As he wrote in his recent October outlook, Shilling expects the S&P 500 index to drop roughly another 20% this year to reach his forecast of a 40% decline from January’s peak.

“We’ve had a long run in stocks to the upside,” from right after 2008 financial crisis, he noted in a phone interview. While the COVID-19 pandemic caused a brief setback in the market, “you had tremendous fueling of investor funds by fiscal stimuli that many people got in the checks after the pandemic and also the Fed pumping money into the economy,” he said, noting the Fed is now withdrawing money.

That performance appeared to create an atmosphere where people think they can’t lose with stocks, Shilling said.

In his recent published commentary, Shilling recommended that investors sell or short stocks in general as corporate earnings tank and instead hold large cash positions.

“The history is that when you get major bear markets that there are no places to hide,” he told ThinkAdvisor.

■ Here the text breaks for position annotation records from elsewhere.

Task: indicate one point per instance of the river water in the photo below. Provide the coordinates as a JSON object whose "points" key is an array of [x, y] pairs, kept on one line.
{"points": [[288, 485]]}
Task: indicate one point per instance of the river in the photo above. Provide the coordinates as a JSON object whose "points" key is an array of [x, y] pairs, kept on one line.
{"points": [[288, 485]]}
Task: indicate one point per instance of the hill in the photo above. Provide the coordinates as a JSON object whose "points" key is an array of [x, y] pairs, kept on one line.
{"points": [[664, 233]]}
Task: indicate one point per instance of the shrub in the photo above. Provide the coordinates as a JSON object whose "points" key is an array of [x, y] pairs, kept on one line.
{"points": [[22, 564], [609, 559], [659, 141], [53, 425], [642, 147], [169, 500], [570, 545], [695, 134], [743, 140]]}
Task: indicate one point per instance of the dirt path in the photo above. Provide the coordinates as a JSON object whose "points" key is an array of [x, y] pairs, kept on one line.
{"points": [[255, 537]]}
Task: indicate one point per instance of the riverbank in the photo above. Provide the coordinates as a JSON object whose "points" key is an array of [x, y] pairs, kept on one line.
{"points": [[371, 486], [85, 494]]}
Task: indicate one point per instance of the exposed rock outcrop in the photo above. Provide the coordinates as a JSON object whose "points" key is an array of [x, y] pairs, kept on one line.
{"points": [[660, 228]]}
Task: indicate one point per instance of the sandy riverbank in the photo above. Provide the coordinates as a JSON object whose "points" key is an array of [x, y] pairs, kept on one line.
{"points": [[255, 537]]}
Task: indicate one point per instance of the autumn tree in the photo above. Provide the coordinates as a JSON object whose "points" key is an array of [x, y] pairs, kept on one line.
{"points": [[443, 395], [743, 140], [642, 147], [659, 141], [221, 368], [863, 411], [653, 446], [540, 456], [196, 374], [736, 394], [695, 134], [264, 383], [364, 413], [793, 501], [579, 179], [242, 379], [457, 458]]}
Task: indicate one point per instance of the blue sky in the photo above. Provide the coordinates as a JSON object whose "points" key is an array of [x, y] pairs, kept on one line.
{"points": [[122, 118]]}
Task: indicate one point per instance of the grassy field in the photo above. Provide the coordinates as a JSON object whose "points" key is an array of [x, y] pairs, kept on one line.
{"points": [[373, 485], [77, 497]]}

The so-called defensive stocks like utilities, health care and consumer staples “generally hold up better than the aggregate market but they all go down in major bear markets,” he said.

What about the traditional guidance, popular with financial advisors, that investors should buy and hold for the long term and avoid panicking when stocks slide?

“The reality is that if people really followed that it’s not a bad strategy, but they don’t. They panic at the bottom and then they don’t get back into stocks until the next bull market is well advanced,” Shilling said. “Equity mutual funds do better than the investors in those funds. Why? Because the investors sell at the bottom and don’t buy until the recovery is well advanced.”

If people don’t want to lose money, they shouldn’t be in stocks now, Shilling said, adding that history shows most investors aren’t in the market for the long term. “If people really stuck to it, it would be fine,” he said.

Shilling suggested investors “take some money off the table,” take some losses and “have a heavy cash position.” His firm has taken a “risk-off” stance — long the U.S. dollar and short stocks — “and our portfolios are doing very well as a result,” he said. “Selling short is not anti-patriotic, I assure you, but a lot of people think it is.”

Shilling recommended that investors imagine their portfolios going down another 10% or 20%. “Try to envision what you would feel like if you had that kind of losses,” he said. 

Money market funds and Treasury bills don’t make much money but don’t lose any either in nominal terms, he said, noting that these cash parking spots do lose in real terms because of high inflation.

I bonds, a U.S. savings bond designed to protect investors from inflation, are a great idea in theory, Shilling said, but he said his efforts, through an in-house accountant, to purchase I bonds for himself and his children have repeatedly been stymied by difficulties on the government’s website.

(CNBC, noting investors’ frustrations with the nearly 20-year-old TreasuryDirect site, which one financial planner compared to the DMV, recently reported that the platform is being overhauled to improve user experience.)